Ein MAID, das aus Hunderten bzw. Tausenden einzelner Laufwerke besteht, bietet Massenspeicherkapazität zu Kosten je Terabyte wie beim Einsatz von Tape. Ein MAID wird typischerweise mit preiswerten SATA-Laufwerken aufgebaut. Mit speziellen Verfügbarkeitstechniken können in einem Festplatteneinschub mit 14 Laufwerken (Container) bis zu vier Festplatten ausfallen, ohne dass Daten verloren gehen.

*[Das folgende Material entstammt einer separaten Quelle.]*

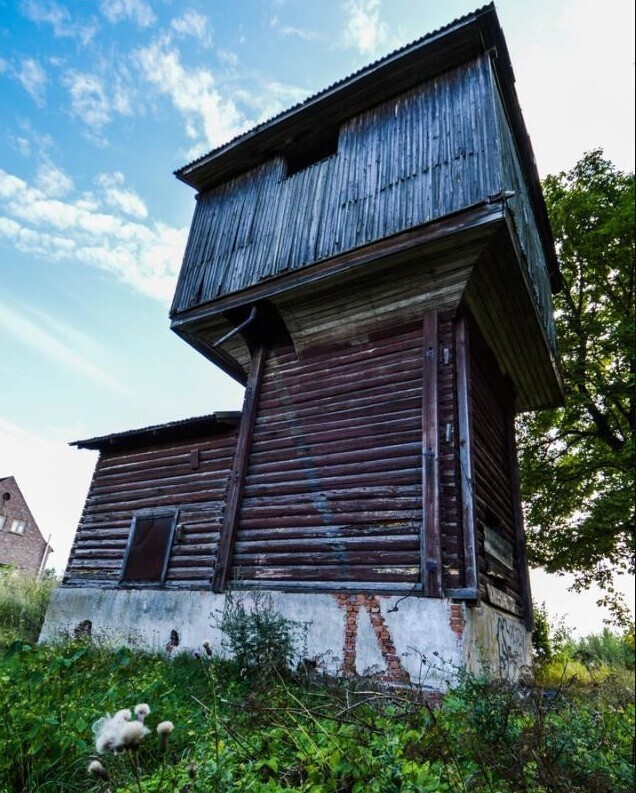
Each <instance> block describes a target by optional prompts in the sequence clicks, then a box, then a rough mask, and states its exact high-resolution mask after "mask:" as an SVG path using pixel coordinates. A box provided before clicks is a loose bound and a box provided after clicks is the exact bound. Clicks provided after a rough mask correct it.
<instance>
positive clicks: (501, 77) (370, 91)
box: [175, 4, 561, 291]
mask: <svg viewBox="0 0 636 793" xmlns="http://www.w3.org/2000/svg"><path fill="white" fill-rule="evenodd" d="M483 53H490V54H491V57H492V62H493V66H494V70H495V74H496V76H497V80H498V83H499V87H500V91H501V94H502V100H503V104H504V108H505V112H506V114H507V116H508V119H509V123H510V126H511V129H512V132H513V135H514V139H515V142H516V145H517V147H518V151H519V157H520V161H521V166H522V169H523V173H524V178H525V181H526V184H527V187H528V190H529V194H530V199H531V201H532V205H533V209H534V212H535V216H536V220H537V224H538V227H539V232H540V235H541V240H542V244H543V248H544V252H545V256H546V261H547V263H548V270H549V274H550V283H551V286H552V290H553V291H558V289H559V288H560V285H561V276H560V272H559V265H558V260H557V258H556V254H555V251H554V240H553V236H552V231H551V229H550V223H549V219H548V214H547V209H546V206H545V201H544V198H543V193H542V190H541V183H540V180H539V175H538V172H537V168H536V163H535V158H534V153H533V150H532V145H531V143H530V138H529V136H528V133H527V130H526V127H525V123H524V121H523V117H522V114H521V108H520V105H519V100H518V97H517V93H516V90H515V78H514V72H513V69H512V64H511V62H510V56H509V53H508V48H507V45H506V42H505V39H504V36H503V32H502V30H501V27H500V25H499V20H498V18H497V14H496V12H495V7H494V5H493V4H489V5H487V6H484V7H483V8H480V9H478V10H476V11H474V12H473V13H470V14H467V15H465V16H463V17H461V18H459V19H457V20H455V21H454V22H452V23H450V24H449V25H447V26H445V27H443V28H441V29H439V30H437V31H435V32H433V33H430V34H428V35H426V36H424V37H423V38H421V39H418V40H417V41H415V42H413V43H412V44H408V45H406V46H405V47H402V48H401V49H399V50H396V51H395V52H393V53H391V54H389V55H387V56H386V57H384V58H382V59H380V60H378V61H376V62H374V63H372V64H370V65H369V66H367V67H365V68H363V69H361V70H360V71H358V72H356V73H354V74H353V75H351V76H349V77H347V78H345V79H343V80H341V81H339V82H337V83H334V84H333V85H332V86H330V87H329V88H326V89H325V90H323V91H321V92H319V93H317V94H315V95H314V96H312V97H310V98H309V99H307V100H306V101H304V102H302V103H300V104H298V105H296V106H294V107H292V108H290V109H289V110H287V111H285V112H283V113H281V114H279V115H278V116H275V117H274V118H272V119H270V120H269V121H266V122H264V123H263V124H260V125H258V126H257V127H254V128H253V129H252V130H250V131H248V132H245V133H244V134H242V135H239V136H238V137H236V138H234V139H233V140H231V141H229V142H228V143H226V144H225V145H223V146H220V147H218V148H217V149H214V150H212V151H211V152H209V153H208V154H206V155H204V156H203V157H200V158H199V159H197V160H194V161H193V162H191V163H189V164H188V165H185V166H183V167H182V168H179V169H178V170H177V171H175V176H177V178H178V179H180V180H181V181H183V182H185V183H186V184H188V185H190V186H191V187H193V188H195V189H196V190H197V191H199V192H205V191H208V190H211V189H212V188H214V187H216V186H218V185H219V184H222V183H224V182H227V181H229V180H230V179H232V178H233V177H235V176H237V175H238V174H240V173H244V172H246V171H249V170H251V169H252V168H255V167H257V166H259V165H261V164H262V163H263V162H265V161H266V160H269V159H271V158H272V157H276V156H281V155H282V156H285V155H286V154H288V153H289V152H290V151H293V149H294V147H295V146H298V145H301V146H307V145H310V144H311V143H312V140H313V139H315V138H316V137H317V136H318V135H324V134H325V132H326V131H328V130H337V128H338V127H339V126H340V125H341V124H342V123H343V122H344V121H346V120H347V119H349V118H351V117H353V116H355V115H356V114H358V113H361V112H363V111H364V110H367V109H369V108H370V107H372V106H374V105H376V104H379V103H381V102H384V101H386V100H388V99H390V98H391V97H393V96H396V95H398V94H401V93H404V92H405V91H407V90H409V89H410V88H412V87H414V86H415V85H417V84H419V83H422V82H424V81H426V80H428V79H431V78H432V77H434V76H435V75H437V74H440V73H442V72H445V71H448V70H449V69H452V68H454V67H456V66H458V65H459V64H461V63H464V62H466V61H468V60H471V59H472V58H475V57H477V56H479V55H481V54H483Z"/></svg>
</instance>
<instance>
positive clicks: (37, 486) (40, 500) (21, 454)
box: [0, 418, 97, 573]
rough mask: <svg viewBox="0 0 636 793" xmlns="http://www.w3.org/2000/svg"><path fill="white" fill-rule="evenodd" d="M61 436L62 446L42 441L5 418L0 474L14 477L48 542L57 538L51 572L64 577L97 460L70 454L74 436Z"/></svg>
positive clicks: (1, 439) (53, 540) (28, 432)
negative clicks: (70, 445)
mask: <svg viewBox="0 0 636 793" xmlns="http://www.w3.org/2000/svg"><path fill="white" fill-rule="evenodd" d="M56 434H57V433H56ZM61 434H62V437H63V440H57V439H53V438H52V437H42V436H38V435H35V434H33V433H31V432H28V431H27V430H25V429H24V428H22V427H19V426H17V425H16V424H12V423H11V422H8V421H6V420H4V419H2V418H0V471H2V474H3V475H8V476H15V478H16V481H17V483H18V486H19V487H20V490H21V491H22V493H23V494H24V497H25V498H26V500H27V503H28V505H29V508H30V509H31V511H32V512H33V517H34V518H35V520H36V521H37V523H38V526H39V527H40V530H41V531H42V534H43V535H44V538H45V539H46V538H48V536H49V535H52V536H51V545H52V546H53V555H52V556H51V557H49V566H53V567H55V569H56V570H57V572H58V573H62V572H63V571H64V567H65V564H66V559H67V557H68V553H69V551H70V548H71V543H72V541H73V536H74V533H75V529H76V527H77V524H78V522H79V518H80V515H81V512H82V507H83V505H84V500H85V498H86V493H87V491H88V487H89V484H90V481H91V476H92V473H93V469H94V468H95V461H96V457H97V453H96V452H90V451H81V452H80V451H78V450H77V449H71V448H69V446H68V445H67V441H68V440H70V439H71V438H75V437H77V435H76V434H75V432H74V430H69V429H68V428H67V429H64V430H62V433H61Z"/></svg>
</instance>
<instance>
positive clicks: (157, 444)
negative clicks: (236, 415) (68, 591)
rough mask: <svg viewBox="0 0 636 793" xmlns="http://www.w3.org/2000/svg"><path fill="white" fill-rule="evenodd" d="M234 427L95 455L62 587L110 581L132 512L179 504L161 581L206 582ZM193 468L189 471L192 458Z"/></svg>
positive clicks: (115, 578)
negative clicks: (165, 567)
mask: <svg viewBox="0 0 636 793" xmlns="http://www.w3.org/2000/svg"><path fill="white" fill-rule="evenodd" d="M236 432H237V430H236V428H227V429H221V430H220V432H218V433H215V434H213V435H212V436H209V437H206V436H203V437H199V438H194V439H187V440H184V441H183V442H179V441H172V442H169V443H165V442H164V443H158V444H156V445H154V446H149V445H147V443H146V444H145V445H142V446H141V447H139V448H136V449H129V450H126V451H117V452H108V451H104V452H102V454H101V456H100V458H99V461H98V463H97V466H96V468H95V472H94V475H93V479H92V482H91V486H90V489H89V493H88V496H87V499H86V503H85V506H84V510H83V513H82V518H81V521H80V525H79V528H78V530H77V533H76V536H75V540H74V543H73V548H72V552H71V556H70V558H69V562H68V566H67V570H66V574H65V579H64V580H65V584H67V583H74V584H79V583H80V582H83V584H84V585H87V584H89V585H91V586H92V585H94V584H96V583H100V582H101V583H108V582H110V583H111V585H115V584H116V583H117V582H118V580H119V576H120V573H121V569H122V564H123V561H124V554H125V550H126V545H127V542H128V538H129V536H130V530H131V523H132V519H133V516H134V515H135V514H136V513H137V512H139V511H143V510H148V509H154V508H157V507H160V508H163V509H167V510H169V509H173V508H174V509H177V508H178V509H179V521H178V525H177V528H176V531H175V536H174V540H173V543H172V547H171V550H170V553H169V557H168V567H167V571H166V578H165V584H166V586H182V585H183V586H185V585H187V586H197V587H203V586H206V585H207V584H208V582H209V578H210V575H211V574H212V571H213V569H214V559H215V557H216V548H217V543H218V538H219V530H220V524H221V519H222V512H223V504H224V498H225V490H226V487H227V480H228V475H229V472H230V468H231V465H232V457H233V454H234V448H235V442H236ZM195 459H196V460H198V467H197V468H196V469H193V467H192V463H193V460H195Z"/></svg>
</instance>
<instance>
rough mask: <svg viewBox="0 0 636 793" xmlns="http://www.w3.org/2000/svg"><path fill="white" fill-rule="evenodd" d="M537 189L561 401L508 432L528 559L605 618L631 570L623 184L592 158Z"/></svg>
mask: <svg viewBox="0 0 636 793" xmlns="http://www.w3.org/2000/svg"><path fill="white" fill-rule="evenodd" d="M543 187H544V193H545V197H546V203H547V206H548V212H549V215H550V220H551V224H552V229H553V232H554V237H555V242H556V246H557V253H558V256H559V260H560V264H561V269H562V275H563V288H562V290H561V292H560V293H559V294H557V295H555V297H554V307H555V318H556V324H557V334H558V340H559V348H560V356H561V363H562V370H563V378H564V386H565V395H566V402H565V406H564V407H562V408H558V409H554V410H548V411H544V412H542V413H538V414H536V415H533V416H529V417H523V419H522V420H521V421H520V425H519V429H520V447H519V448H520V468H521V478H522V491H523V499H524V504H525V507H526V521H527V529H528V544H529V556H530V561H531V563H533V564H535V565H540V566H542V567H544V568H545V569H547V570H548V571H550V572H571V573H574V574H575V576H576V586H577V587H578V588H581V587H587V586H589V585H590V584H592V583H594V582H596V583H598V584H600V585H601V586H602V587H603V589H604V590H605V592H606V593H607V594H608V597H607V598H606V599H605V602H606V604H607V605H610V606H611V605H612V603H613V604H614V606H615V609H616V608H617V606H616V603H617V601H616V599H615V597H613V595H614V594H615V593H614V590H613V585H612V579H613V572H616V571H624V572H633V571H634V424H635V408H636V404H635V394H634V371H635V352H634V297H635V295H634V284H635V273H634V174H633V173H631V174H626V173H622V172H620V171H618V170H617V169H616V168H615V167H614V166H613V165H612V164H611V163H610V162H608V161H607V160H606V159H604V157H603V153H602V151H600V150H596V151H592V152H589V153H587V154H585V156H584V157H583V158H582V159H581V160H580V162H578V163H577V164H576V165H575V167H574V168H573V169H572V170H571V171H569V172H567V173H565V172H562V173H560V174H558V175H556V176H549V177H548V178H547V179H546V180H545V182H544V185H543ZM617 616H618V615H617Z"/></svg>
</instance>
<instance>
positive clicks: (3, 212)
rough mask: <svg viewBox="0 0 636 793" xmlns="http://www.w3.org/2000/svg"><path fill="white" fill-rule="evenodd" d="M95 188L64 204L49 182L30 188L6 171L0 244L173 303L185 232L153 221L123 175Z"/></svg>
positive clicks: (1, 192)
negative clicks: (80, 270) (110, 279)
mask: <svg viewBox="0 0 636 793" xmlns="http://www.w3.org/2000/svg"><path fill="white" fill-rule="evenodd" d="M95 183H96V185H97V187H98V191H96V192H91V193H84V194H82V195H81V196H79V197H77V198H76V199H75V200H71V199H70V198H66V199H64V200H62V199H61V198H60V197H59V195H55V194H54V193H56V191H58V192H59V188H58V186H57V185H56V184H54V183H53V184H50V183H49V184H48V187H49V188H50V187H51V186H52V187H53V193H51V192H49V193H47V192H44V191H43V189H41V188H42V187H45V186H47V180H46V179H45V180H40V182H39V186H32V185H30V184H29V183H27V182H26V181H25V180H23V179H20V178H19V177H17V176H15V175H13V174H10V173H7V172H6V171H3V170H2V169H0V238H3V237H4V238H5V239H8V240H10V241H11V243H12V244H13V245H14V246H15V247H16V248H17V249H18V250H20V251H23V252H26V253H29V254H31V255H35V256H38V257H41V258H43V259H45V260H47V261H50V260H54V261H65V260H73V261H77V262H80V263H82V264H87V265H90V266H91V267H97V268H99V269H101V270H105V271H107V272H109V273H111V274H112V275H114V276H115V277H116V278H118V279H119V280H120V281H123V282H124V283H127V284H129V285H130V286H131V287H133V288H134V289H135V290H137V291H139V292H141V293H142V294H145V295H148V296H150V297H154V298H157V299H160V300H165V301H168V300H170V299H171V298H172V295H173V293H174V286H175V281H176V277H177V274H178V272H179V268H180V266H181V260H182V257H183V251H184V249H185V243H186V237H187V228H174V227H171V226H167V225H165V224H163V223H159V222H156V221H155V222H153V221H150V220H148V219H147V215H148V210H147V209H146V206H145V204H144V202H143V201H142V199H141V198H140V197H139V196H138V195H137V194H136V193H135V192H134V191H132V190H130V189H129V188H128V187H127V186H126V184H125V180H124V177H123V175H122V174H120V173H118V172H116V173H115V174H100V175H99V176H98V177H97V178H96V180H95ZM131 218H132V219H131ZM141 221H145V222H141Z"/></svg>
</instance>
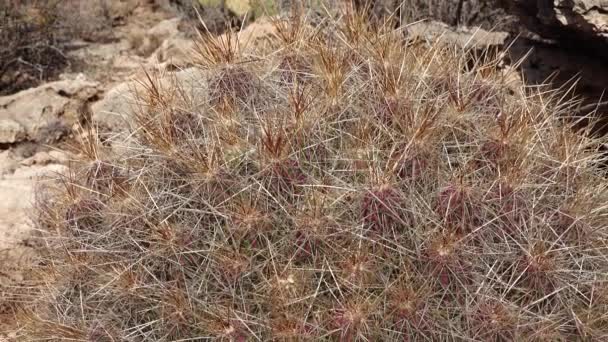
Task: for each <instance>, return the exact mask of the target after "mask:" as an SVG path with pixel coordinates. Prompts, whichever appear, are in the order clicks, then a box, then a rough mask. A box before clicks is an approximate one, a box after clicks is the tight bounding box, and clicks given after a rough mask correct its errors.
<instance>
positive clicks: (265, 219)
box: [11, 11, 608, 341]
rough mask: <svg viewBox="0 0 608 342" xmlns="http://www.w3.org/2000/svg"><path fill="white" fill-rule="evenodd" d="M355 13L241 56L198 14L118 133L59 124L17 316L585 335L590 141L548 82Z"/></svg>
mask: <svg viewBox="0 0 608 342" xmlns="http://www.w3.org/2000/svg"><path fill="white" fill-rule="evenodd" d="M365 17H366V16H364V15H360V14H359V13H357V12H354V11H346V13H344V14H343V15H341V16H339V19H334V18H326V25H323V26H318V27H311V26H310V25H308V23H307V22H306V20H305V19H304V17H302V16H300V15H296V14H294V15H293V16H291V17H288V18H287V17H286V18H285V19H284V20H277V21H275V30H276V32H275V34H274V35H273V36H272V37H268V38H267V41H265V43H264V44H258V45H256V44H253V45H254V46H255V47H256V50H255V51H256V52H255V54H252V52H251V51H250V50H247V49H242V48H241V45H240V44H239V41H238V36H236V35H235V34H233V33H227V34H226V35H224V36H220V37H211V36H205V35H203V36H202V38H201V39H200V41H199V42H198V53H197V54H196V56H195V57H196V58H195V59H194V62H195V63H196V65H197V69H198V70H196V69H194V71H192V70H191V71H192V72H193V73H194V75H198V76H196V77H195V82H194V83H193V84H191V83H188V84H186V83H179V82H177V81H176V79H175V78H172V77H161V76H162V75H158V74H155V73H153V72H149V73H148V77H147V78H146V81H144V84H145V87H144V89H145V91H142V92H140V93H139V95H140V103H141V106H140V108H141V110H140V111H139V112H138V114H137V116H136V117H135V118H134V122H133V128H132V132H131V135H130V136H131V137H132V138H133V140H132V141H130V142H129V143H128V145H127V146H126V148H121V149H119V150H116V149H112V148H111V147H109V146H107V144H102V143H99V142H98V140H97V139H96V138H95V135H84V134H83V135H81V136H82V137H83V138H82V151H81V157H80V159H79V160H77V161H75V163H74V164H73V165H72V166H71V167H70V170H69V172H68V173H67V174H66V175H65V176H64V177H63V179H62V181H61V182H60V183H59V184H58V185H57V186H56V187H49V188H46V189H45V191H41V192H40V193H39V195H40V200H39V202H38V205H37V208H38V219H37V223H38V225H39V226H40V231H41V236H40V240H39V242H40V243H39V245H40V247H39V248H38V251H39V261H38V263H37V264H36V265H34V270H33V272H32V276H31V279H29V282H25V283H24V284H23V285H22V286H21V287H20V288H17V289H16V290H13V291H14V294H13V295H12V296H11V298H22V299H21V300H19V299H16V300H15V301H16V302H21V303H25V304H20V305H17V304H15V308H14V311H15V315H16V317H17V318H18V323H19V327H18V329H17V330H16V334H17V336H18V337H20V338H22V339H24V340H29V339H42V340H46V339H51V340H67V339H72V340H93V341H143V340H146V341H177V340H180V341H184V340H205V339H215V338H217V339H224V340H237V341H245V340H344V341H354V340H361V341H363V340H371V341H393V340H430V341H440V340H466V341H504V340H515V341H566V340H568V341H572V340H601V339H602V338H603V336H604V337H605V336H606V333H608V331H607V330H608V325H607V324H606V323H607V322H606V319H607V317H608V316H607V314H608V311H607V309H608V297H607V296H608V292H607V291H606V281H607V277H608V260H607V256H608V250H607V235H606V233H607V229H608V207H607V206H606V203H607V199H608V192H607V186H608V183H607V182H606V178H605V176H606V174H605V171H604V170H602V169H600V168H599V167H598V165H597V164H598V163H599V162H600V161H601V160H600V159H601V157H600V155H599V153H598V152H597V146H599V145H600V144H601V143H602V141H599V140H598V139H595V138H592V137H590V136H589V135H588V134H586V133H585V132H578V133H576V132H574V131H573V130H572V128H571V127H570V126H569V124H567V123H565V122H567V121H564V120H562V118H563V117H567V115H568V113H569V108H570V107H571V106H570V104H568V103H563V102H561V101H560V99H561V94H560V93H558V92H553V91H548V90H545V89H542V88H522V87H520V86H514V85H509V84H506V83H505V79H506V78H505V77H504V74H503V73H504V71H503V70H501V69H500V67H499V63H498V61H485V62H484V63H483V64H477V65H474V66H471V65H470V59H469V57H466V51H463V50H462V49H461V48H458V47H453V46H450V45H449V44H442V43H440V42H434V43H427V42H421V41H410V40H408V38H406V37H407V36H406V35H404V34H402V32H401V31H400V30H399V29H397V30H395V29H393V28H392V27H393V25H381V26H378V27H374V26H370V24H369V23H368V22H367V20H366V19H365ZM192 87H194V88H196V91H193V90H194V89H193V88H192ZM201 93H202V94H203V95H201ZM193 94H198V95H193Z"/></svg>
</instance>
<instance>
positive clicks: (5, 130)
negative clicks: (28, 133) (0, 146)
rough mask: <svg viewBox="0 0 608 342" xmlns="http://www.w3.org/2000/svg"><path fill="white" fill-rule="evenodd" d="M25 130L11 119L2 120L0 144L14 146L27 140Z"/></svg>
mask: <svg viewBox="0 0 608 342" xmlns="http://www.w3.org/2000/svg"><path fill="white" fill-rule="evenodd" d="M26 136H27V135H26V134H25V129H24V128H23V126H21V124H19V123H18V122H16V121H14V120H11V119H0V144H14V143H16V142H18V141H21V140H23V139H25V138H26Z"/></svg>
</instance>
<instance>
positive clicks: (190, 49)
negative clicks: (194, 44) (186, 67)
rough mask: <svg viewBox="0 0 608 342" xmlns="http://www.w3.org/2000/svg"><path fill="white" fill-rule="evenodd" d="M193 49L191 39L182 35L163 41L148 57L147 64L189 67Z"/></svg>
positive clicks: (176, 36)
mask: <svg viewBox="0 0 608 342" xmlns="http://www.w3.org/2000/svg"><path fill="white" fill-rule="evenodd" d="M193 48H194V43H193V41H192V39H190V38H187V37H185V36H182V35H178V36H174V37H171V38H169V39H167V40H165V41H163V42H162V44H161V45H160V47H159V48H158V49H157V50H156V51H155V52H154V54H153V55H152V56H150V58H149V59H148V62H150V63H153V64H154V63H161V64H165V65H171V66H172V67H181V68H183V67H186V66H188V65H190V63H191V59H192V53H191V51H192V49H193Z"/></svg>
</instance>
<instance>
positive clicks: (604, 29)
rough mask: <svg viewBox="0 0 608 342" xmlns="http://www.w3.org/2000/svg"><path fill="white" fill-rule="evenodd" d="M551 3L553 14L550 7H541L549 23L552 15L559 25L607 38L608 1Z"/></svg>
mask: <svg viewBox="0 0 608 342" xmlns="http://www.w3.org/2000/svg"><path fill="white" fill-rule="evenodd" d="M553 3H554V4H553V5H554V13H555V15H553V13H552V11H551V8H549V9H543V10H544V11H546V13H547V14H548V21H549V23H551V22H552V20H553V17H554V18H555V19H557V21H559V23H560V24H561V25H564V26H569V27H572V28H574V29H576V30H578V31H580V32H582V33H585V34H588V35H594V36H598V37H602V38H608V1H606V0H555V1H553ZM540 19H541V20H542V19H543V17H542V16H541V17H540Z"/></svg>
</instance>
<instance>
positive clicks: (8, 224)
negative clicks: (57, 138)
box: [0, 150, 68, 340]
mask: <svg viewBox="0 0 608 342" xmlns="http://www.w3.org/2000/svg"><path fill="white" fill-rule="evenodd" d="M22 157H23V156H22V155H19V154H18V153H14V152H13V151H8V150H5V151H1V152H0V199H1V200H0V265H2V268H1V269H0V285H3V284H6V283H10V282H12V281H19V280H20V279H21V277H22V275H23V272H24V271H25V269H24V265H25V264H27V262H28V259H29V258H30V257H31V248H30V246H29V242H28V241H29V239H30V238H31V234H32V229H34V225H33V223H32V219H33V218H34V216H33V215H34V213H33V212H32V204H33V202H34V201H35V189H36V184H37V181H43V180H44V179H46V181H49V180H50V179H53V178H56V177H57V175H58V174H59V173H61V172H62V171H63V170H64V168H65V166H64V163H65V162H66V160H67V159H68V157H67V155H66V154H64V153H62V152H58V151H50V152H44V151H41V152H38V153H36V154H34V155H32V156H31V157H29V158H26V159H22ZM0 330H1V329H0ZM0 340H1V339H0Z"/></svg>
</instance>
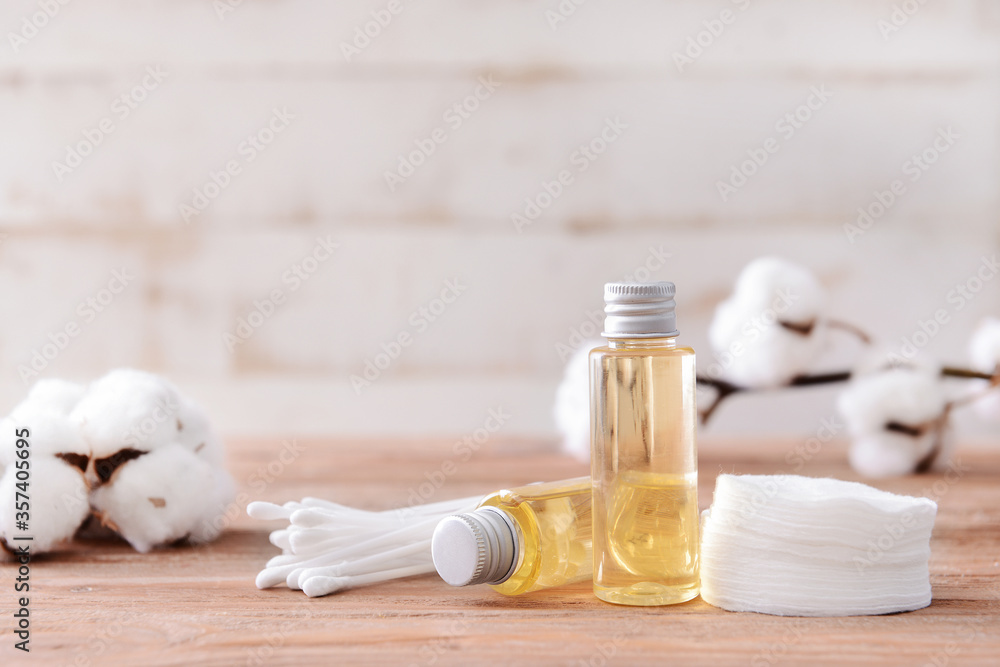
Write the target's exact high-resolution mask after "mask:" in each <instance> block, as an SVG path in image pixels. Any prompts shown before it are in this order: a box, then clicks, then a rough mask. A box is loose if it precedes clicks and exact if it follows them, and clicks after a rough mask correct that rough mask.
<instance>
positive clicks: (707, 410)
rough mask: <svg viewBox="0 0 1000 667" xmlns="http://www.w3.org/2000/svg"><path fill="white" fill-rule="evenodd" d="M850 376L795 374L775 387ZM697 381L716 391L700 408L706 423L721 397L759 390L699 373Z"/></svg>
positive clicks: (804, 386) (701, 419)
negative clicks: (706, 403)
mask: <svg viewBox="0 0 1000 667" xmlns="http://www.w3.org/2000/svg"><path fill="white" fill-rule="evenodd" d="M850 377H851V372H850V371H835V372H832V373H818V374H816V375H796V376H795V377H793V378H792V379H791V380H789V382H788V384H785V385H781V386H780V387H775V389H783V388H785V387H810V386H814V385H818V384H830V383H833V382H844V381H845V380H848V379H850ZM697 381H698V384H699V385H701V386H707V387H713V388H714V389H715V391H716V394H715V400H713V401H712V402H711V403H710V404H709V406H708V407H707V408H705V409H704V410H702V411H701V414H700V415H699V416H700V418H701V423H702V424H707V423H708V420H709V418H710V417H711V416H712V413H714V412H715V409H716V408H717V407H718V406H719V403H721V402H722V401H723V399H725V398H727V397H729V396H731V395H733V394H738V393H740V392H744V391H759V390H755V389H752V388H750V387H742V386H740V385H738V384H733V383H732V382H728V381H726V380H719V379H716V378H709V377H703V376H700V375H699V376H698V378H697Z"/></svg>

Wenn ein MAID implementiert wird, wird jedes Laufwerk periodisch getestet. Wird ein Laufwerk als fehlerhaft erkannt, werden die Daten auf andere Laufwerke übertragen. Ein MAID hat eine viel höhere Speicherdichte als ein gleich teueres RAID-System (Redundant Array of Independent Disks). Neben der Reduzierung des Stromverbrauchs ist der Kühlungsbedarf bei MAID ebenfalls geringer.

Die Beschränkungen von MAID sind unter anderem der geringer Durchsatz als beim konventionellen Festplatten-Array sowie längere Latenzzeiten, während die inaktiven Festplatten wieder angefahren werden. Anbiete von MAID-Systemen sind Nexsan und Copan.